The Special Protection Area for birds known as "Lesser Kestrel Colonies of Almendralejo" is located within the urban core of said municipality and constitutes a space of unique characteristics since it houses one of the largest colonies of lesser kestrel in Extremadura located in a single building: approximately 98% of the pairs in the municipality nest on the roof and tower of the Nuestra Señora de la Purificación Church.

DEMA, a partner of the Life ZEPAURBAN Project, is responsible for the care of this protected area that was declared as such in 2003 in order to preserve the colony that originally settled there (with about 18 couples) -- a colony which has achieved enormous growth thanks to the work that this association has been doing since 1990. In 1997, the colony reached 85 pairs, all raised in artificial nests installed by the technical staff and volunteers of the organization.

The survival of the lesser kestrel colony that has settled in this church is essentially due to the aforementioned conservation actions for the building -- actions which provided sufficient nesting sites, something essential for the stability and solidity of this emblematic colony in Extremadura.

As every year since 1990, DEMA carries out an annual census in the area as well as the maintenance thereof, which includes not only cleaning tasks for nests but also for the terrace located in the tower and the eaves of the temple's roof.

Monitoring of the colony was carried out throughout the 2020 breeding season with a video surveillance system controlled from DEMA's headquarters.
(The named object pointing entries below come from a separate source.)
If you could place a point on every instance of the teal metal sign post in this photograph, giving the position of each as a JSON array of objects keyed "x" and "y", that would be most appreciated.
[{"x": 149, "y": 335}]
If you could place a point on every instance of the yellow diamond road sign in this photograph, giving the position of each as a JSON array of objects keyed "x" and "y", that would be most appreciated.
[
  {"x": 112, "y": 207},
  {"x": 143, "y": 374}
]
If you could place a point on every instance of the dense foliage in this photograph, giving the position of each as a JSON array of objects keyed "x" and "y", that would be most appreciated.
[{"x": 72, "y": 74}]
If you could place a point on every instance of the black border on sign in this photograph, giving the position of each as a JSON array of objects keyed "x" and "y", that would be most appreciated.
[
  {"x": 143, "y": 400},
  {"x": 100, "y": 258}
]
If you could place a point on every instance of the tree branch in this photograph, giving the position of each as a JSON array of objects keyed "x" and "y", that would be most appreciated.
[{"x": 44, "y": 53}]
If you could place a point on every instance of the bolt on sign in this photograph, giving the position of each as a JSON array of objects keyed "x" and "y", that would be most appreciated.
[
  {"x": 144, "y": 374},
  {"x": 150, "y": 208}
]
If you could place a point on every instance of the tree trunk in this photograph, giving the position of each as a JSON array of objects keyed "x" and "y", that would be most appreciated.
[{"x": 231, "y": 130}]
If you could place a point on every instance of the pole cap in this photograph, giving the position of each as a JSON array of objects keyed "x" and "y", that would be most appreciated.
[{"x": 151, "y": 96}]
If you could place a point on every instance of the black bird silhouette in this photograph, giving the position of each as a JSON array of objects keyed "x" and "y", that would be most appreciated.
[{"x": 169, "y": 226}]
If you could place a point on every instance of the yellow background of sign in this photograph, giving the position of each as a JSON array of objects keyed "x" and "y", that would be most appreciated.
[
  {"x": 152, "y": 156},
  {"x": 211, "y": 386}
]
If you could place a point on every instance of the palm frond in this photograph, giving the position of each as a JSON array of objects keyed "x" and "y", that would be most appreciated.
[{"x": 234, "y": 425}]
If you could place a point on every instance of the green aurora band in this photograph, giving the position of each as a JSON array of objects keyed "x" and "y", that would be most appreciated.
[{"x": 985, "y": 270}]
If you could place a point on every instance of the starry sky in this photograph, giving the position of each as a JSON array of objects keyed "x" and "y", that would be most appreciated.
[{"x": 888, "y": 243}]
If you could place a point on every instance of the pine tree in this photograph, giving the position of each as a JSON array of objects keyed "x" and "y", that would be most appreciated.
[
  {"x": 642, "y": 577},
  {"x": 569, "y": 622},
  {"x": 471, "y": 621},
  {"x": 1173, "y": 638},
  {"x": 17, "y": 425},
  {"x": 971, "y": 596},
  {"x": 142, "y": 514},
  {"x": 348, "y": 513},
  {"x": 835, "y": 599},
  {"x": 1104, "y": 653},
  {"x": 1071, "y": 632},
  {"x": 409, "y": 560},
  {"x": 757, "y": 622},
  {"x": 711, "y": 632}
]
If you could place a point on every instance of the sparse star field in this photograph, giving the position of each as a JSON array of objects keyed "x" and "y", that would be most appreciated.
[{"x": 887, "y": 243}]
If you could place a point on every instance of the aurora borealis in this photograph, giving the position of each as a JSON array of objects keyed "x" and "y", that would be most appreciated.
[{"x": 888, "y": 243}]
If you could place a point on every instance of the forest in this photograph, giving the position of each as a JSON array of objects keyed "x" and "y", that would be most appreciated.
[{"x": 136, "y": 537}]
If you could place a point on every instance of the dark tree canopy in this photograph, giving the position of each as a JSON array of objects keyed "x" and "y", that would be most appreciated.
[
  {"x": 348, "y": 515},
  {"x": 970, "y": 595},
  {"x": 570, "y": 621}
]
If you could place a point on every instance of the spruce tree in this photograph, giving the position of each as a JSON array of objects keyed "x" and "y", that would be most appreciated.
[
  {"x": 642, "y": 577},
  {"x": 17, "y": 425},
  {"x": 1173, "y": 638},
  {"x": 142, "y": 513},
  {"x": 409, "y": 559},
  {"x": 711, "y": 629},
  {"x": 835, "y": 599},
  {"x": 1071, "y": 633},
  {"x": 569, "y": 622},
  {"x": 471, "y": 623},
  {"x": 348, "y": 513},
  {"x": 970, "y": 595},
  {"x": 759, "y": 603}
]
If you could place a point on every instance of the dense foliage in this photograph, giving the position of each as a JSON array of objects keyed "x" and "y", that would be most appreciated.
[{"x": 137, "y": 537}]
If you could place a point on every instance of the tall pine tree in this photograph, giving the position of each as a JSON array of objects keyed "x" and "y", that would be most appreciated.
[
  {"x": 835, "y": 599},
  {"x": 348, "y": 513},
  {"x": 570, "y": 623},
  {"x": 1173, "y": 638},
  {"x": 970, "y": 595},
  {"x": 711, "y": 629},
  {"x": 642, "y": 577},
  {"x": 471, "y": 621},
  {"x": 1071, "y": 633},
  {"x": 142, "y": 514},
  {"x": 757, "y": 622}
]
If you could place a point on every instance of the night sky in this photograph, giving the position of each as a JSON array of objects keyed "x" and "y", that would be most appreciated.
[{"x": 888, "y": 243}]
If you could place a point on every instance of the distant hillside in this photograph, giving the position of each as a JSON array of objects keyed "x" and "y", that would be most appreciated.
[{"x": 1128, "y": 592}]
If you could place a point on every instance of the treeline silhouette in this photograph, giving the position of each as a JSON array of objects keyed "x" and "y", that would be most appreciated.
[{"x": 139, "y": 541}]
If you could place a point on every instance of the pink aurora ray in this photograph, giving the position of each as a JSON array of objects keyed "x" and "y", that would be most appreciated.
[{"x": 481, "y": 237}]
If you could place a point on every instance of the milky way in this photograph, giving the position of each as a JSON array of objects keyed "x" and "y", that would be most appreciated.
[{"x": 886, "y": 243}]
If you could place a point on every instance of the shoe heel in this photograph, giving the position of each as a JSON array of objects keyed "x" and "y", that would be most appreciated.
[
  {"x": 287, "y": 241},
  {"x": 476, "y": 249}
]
Between April and May, nest exploration, marking, and defense data were obtained, as well as information on copulation between the already established pairs. Thanks to the video surveillance system, two censuses were carried out --one on March 15 and the other on March 30--, yielding the figure of 18 and 22 couples, respectively.

The month of May registered a smaller amount of data due to the colony's low activity because most of the pairs were in the incubation period. At the end of June and during the month of July, a peak of activity was registered again due to the continuous baiting efforts and the presence of some chicks outside the nests. To confirm the occupation of the nests and/or detect possible deficiencies and incidents that may have arisen during the breeding season, the colony was reviewed on site with observations being obtained nest by nest.

The final census of 2020, carried out nest by nest on June 17, found 40 pairs. Of these, 38 have occupied artificial outdoor nests and 2 natural nests (putlog holes and drainage channel). In the nests installed under the roof of the temple, 10 pairs have been raised.